Take China, Japan and South Korea. Within three decades, since the beginning of its reform and opening-up in 1978, China's average annual growth rate stood at 9.8 percent. From the mid-1950s to early 1970s, Japan also experienced a period of high-speed growth. From 1965 to 1979, South Korea's real GDP annual growth averaged more than 9 percent. 

Therefore, it would not be astonishing if Vietnam's economy enters a "golden era" over the next five to 10 years.

From a regional perspective, it shows the rise of emerging powers in Southeast Asia. In recent years, the economies of Southeast Asian countries have remained on a vigorous growth track that has been rarely seen in other regions of the world. 

The Belt and Road Infrastructure Development Index Report 2019 said, "Southeast Asia maintains strong momentum and comes out first among seven regions for the third consecutive year." Indonesia, Vietnam, Malaysia were ranked as the top three countries in the region. "Six of the 10 Southeast Asian countries appear on the Top-20 list."

Foreign capital inflows, low labor costs, infrastructure development, and the growing middle class are the main factors contributing to the high-speed economic growth of these countries. 

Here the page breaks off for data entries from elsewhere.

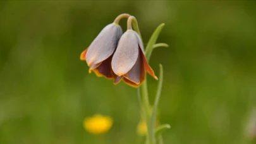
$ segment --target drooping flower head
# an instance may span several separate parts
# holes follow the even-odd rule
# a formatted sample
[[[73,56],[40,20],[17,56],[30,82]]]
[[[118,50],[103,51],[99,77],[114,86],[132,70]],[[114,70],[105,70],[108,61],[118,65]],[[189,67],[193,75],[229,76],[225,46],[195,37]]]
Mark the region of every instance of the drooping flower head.
[[[89,73],[92,71],[97,76],[104,76],[109,79],[117,77],[113,72],[111,62],[123,34],[122,28],[118,23],[120,18],[129,16],[123,14],[118,16],[118,20],[116,19],[114,23],[106,26],[90,46],[82,52],[80,59],[86,61],[90,67]]]
[[[126,83],[138,87],[145,80],[145,71],[155,79],[157,80],[157,78],[145,57],[142,40],[132,30],[129,20],[130,18],[128,21],[130,27],[120,38],[112,59],[111,66],[115,75],[120,76],[119,81],[114,81],[114,83],[123,79]]]

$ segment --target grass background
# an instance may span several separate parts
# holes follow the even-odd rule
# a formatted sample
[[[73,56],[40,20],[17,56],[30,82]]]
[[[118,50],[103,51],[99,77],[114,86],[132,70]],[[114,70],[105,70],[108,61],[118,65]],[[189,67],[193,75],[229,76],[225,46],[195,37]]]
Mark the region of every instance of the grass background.
[[[166,23],[158,42],[169,47],[150,61],[157,75],[164,67],[160,121],[172,126],[165,143],[252,143],[255,8],[253,1],[1,1],[0,143],[142,141],[136,89],[88,74],[79,60],[123,13],[137,18],[145,44]],[[152,102],[157,82],[148,79]],[[114,119],[104,136],[83,128],[95,113]]]

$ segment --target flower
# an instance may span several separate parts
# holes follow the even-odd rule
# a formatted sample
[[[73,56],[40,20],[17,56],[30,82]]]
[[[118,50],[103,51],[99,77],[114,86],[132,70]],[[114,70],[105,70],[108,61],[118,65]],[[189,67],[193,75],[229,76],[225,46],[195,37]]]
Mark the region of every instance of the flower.
[[[92,117],[83,120],[83,127],[89,133],[94,135],[104,134],[107,132],[113,123],[109,116],[95,114]]]
[[[97,76],[103,76],[109,79],[118,78],[111,69],[111,63],[122,34],[123,30],[119,25],[114,23],[109,24],[82,52],[80,59],[86,61],[90,67],[90,73],[92,71]]]
[[[115,84],[123,79],[126,83],[138,87],[145,80],[145,71],[157,80],[145,57],[140,37],[132,30],[128,29],[121,37],[111,66],[114,73],[120,76],[119,81],[114,81]]]

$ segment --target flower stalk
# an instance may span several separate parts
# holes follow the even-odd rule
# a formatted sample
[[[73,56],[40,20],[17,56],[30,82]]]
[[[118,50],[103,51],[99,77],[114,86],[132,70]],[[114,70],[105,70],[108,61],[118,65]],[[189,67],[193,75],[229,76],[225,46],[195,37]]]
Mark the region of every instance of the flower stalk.
[[[121,14],[120,15],[118,16],[116,19],[114,19],[113,23],[115,25],[118,25],[119,21],[120,21],[121,19],[124,18],[129,18],[131,15],[128,13],[123,13]]]

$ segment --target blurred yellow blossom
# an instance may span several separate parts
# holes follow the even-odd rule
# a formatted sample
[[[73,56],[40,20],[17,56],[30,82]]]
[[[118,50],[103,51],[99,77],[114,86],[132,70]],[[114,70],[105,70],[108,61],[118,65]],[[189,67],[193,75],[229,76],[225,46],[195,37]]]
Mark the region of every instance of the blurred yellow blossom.
[[[113,123],[109,116],[95,114],[83,120],[83,128],[94,135],[104,134],[107,132]]]

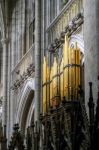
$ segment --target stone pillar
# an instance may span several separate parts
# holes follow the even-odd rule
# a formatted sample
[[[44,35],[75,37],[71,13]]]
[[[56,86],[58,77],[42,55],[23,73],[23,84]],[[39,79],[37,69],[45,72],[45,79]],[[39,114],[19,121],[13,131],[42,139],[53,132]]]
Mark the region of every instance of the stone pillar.
[[[93,97],[97,100],[99,75],[99,0],[84,0],[85,45],[85,101],[89,98],[89,84],[93,82]]]
[[[2,39],[3,44],[3,121],[7,125],[7,71],[8,71],[8,39]]]
[[[39,120],[41,102],[41,0],[35,1],[35,121]]]

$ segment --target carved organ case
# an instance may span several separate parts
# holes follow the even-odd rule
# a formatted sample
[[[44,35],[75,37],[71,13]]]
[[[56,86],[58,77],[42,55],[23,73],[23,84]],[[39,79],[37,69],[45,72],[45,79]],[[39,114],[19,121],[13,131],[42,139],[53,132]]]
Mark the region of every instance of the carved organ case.
[[[43,60],[43,113],[49,107],[56,108],[63,97],[67,101],[78,98],[78,86],[81,84],[81,52],[77,43],[69,46],[69,38],[65,35],[62,49],[62,59],[59,62],[57,49],[53,54],[52,65]]]

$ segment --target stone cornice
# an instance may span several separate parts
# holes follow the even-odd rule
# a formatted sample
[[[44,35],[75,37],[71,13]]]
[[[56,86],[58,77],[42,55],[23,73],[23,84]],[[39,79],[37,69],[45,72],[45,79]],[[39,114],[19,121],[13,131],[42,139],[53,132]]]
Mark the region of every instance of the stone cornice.
[[[65,27],[65,31],[61,32],[60,37],[55,39],[53,43],[48,47],[49,52],[54,53],[55,50],[64,43],[64,37],[67,35],[70,37],[84,22],[84,17],[82,13],[79,13],[72,21]]]
[[[20,75],[20,71],[17,71],[16,74],[18,74],[20,77],[14,81],[11,89],[12,90],[18,89],[29,77],[33,75],[34,72],[35,72],[34,64],[30,64],[26,72],[23,72],[22,75]]]

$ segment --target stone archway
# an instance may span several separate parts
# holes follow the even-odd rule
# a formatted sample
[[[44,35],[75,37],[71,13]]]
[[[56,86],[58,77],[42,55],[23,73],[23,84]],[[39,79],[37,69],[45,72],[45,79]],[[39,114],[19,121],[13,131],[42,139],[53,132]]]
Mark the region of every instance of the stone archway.
[[[31,113],[33,113],[35,102],[34,90],[34,79],[28,79],[24,87],[22,88],[21,96],[19,98],[16,123],[19,123],[19,126],[23,133],[25,133],[26,127],[29,126],[29,123],[31,122]]]

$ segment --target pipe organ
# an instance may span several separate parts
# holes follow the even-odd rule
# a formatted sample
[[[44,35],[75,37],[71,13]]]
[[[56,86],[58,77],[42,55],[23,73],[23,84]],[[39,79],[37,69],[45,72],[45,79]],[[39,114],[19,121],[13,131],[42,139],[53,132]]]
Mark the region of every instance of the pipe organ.
[[[45,57],[43,60],[43,113],[46,113],[49,107],[57,107],[63,97],[67,101],[78,97],[78,86],[81,80],[80,49],[77,43],[74,47],[69,47],[69,38],[66,35],[64,41],[60,63],[57,55],[54,56],[51,66],[48,65]]]

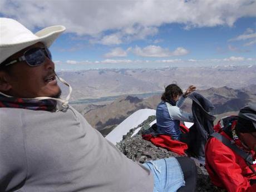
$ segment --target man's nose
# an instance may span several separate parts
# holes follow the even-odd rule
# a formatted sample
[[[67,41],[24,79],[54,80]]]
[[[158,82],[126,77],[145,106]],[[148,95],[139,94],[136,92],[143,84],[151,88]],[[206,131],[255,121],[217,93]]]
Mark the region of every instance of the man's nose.
[[[53,68],[54,70],[55,67],[54,62],[47,57],[44,65],[46,69]]]

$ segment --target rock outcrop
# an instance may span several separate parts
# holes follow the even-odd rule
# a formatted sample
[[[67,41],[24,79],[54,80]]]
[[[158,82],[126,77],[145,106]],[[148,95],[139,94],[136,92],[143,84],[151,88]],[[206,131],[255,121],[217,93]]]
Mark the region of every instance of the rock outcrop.
[[[149,118],[135,127],[123,136],[123,140],[116,144],[117,148],[128,158],[134,161],[144,163],[150,160],[155,160],[170,157],[180,156],[177,154],[168,150],[159,147],[150,141],[144,140],[141,137],[141,132],[150,127],[150,124],[155,119],[155,116]],[[131,136],[135,130],[141,127],[138,133]],[[196,191],[218,192],[225,191],[214,186],[211,183],[209,175],[204,166],[197,162],[198,181]]]

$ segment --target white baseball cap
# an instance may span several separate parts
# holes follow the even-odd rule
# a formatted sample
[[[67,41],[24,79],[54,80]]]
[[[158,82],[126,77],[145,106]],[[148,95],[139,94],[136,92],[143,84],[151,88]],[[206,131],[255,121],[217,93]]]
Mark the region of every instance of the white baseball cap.
[[[65,29],[64,26],[55,26],[33,34],[16,20],[0,18],[0,63],[12,55],[38,42],[49,47]]]

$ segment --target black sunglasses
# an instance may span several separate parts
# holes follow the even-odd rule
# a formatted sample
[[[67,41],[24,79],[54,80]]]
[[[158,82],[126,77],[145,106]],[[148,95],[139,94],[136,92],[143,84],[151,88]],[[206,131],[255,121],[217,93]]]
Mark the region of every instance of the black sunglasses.
[[[47,57],[51,60],[52,60],[52,55],[48,48],[32,48],[26,51],[22,56],[4,65],[7,66],[18,62],[26,61],[29,66],[36,67],[43,63],[46,57]]]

China has already passed the early phase of industrialization. This East Asian giant has experienced high-speed economic growth at an annual rate of over 10 percent. 

As the second-largest economy, China is willing to see the rise of Southeast Asia's emerging countries, including Vietnam.

It remains to be seen whether Vietnam can achieve its vision for 2045. To fulfill this vision, Vietnam will have to maintain its current growth rate for the next two decades.

To maintain an enduring economic increase, Vietnam has to make more efforts. Rather than focusing on the growth rate, the country has to ensure the stability of its economic growth and to make sure it can make more breakthroughs in global industry chains.

Vietnam has to deal with a series of challenges, such as the sluggish world economy due to the US-launched trade war against China, and low productivity attributed to low labor quality and unmatched rise in labor costs.

Vietnam's rapid economic growth is directly related to China's giant economy. From January to November 2019, the trade volume between China and Vietnam reached $145.54 billion, up 8 percent year on year. It indicates deepening ties between the two countries' industrial chain. 

China, it can be concluded, will play a significant role in Vietnam realizing its vision for 2045.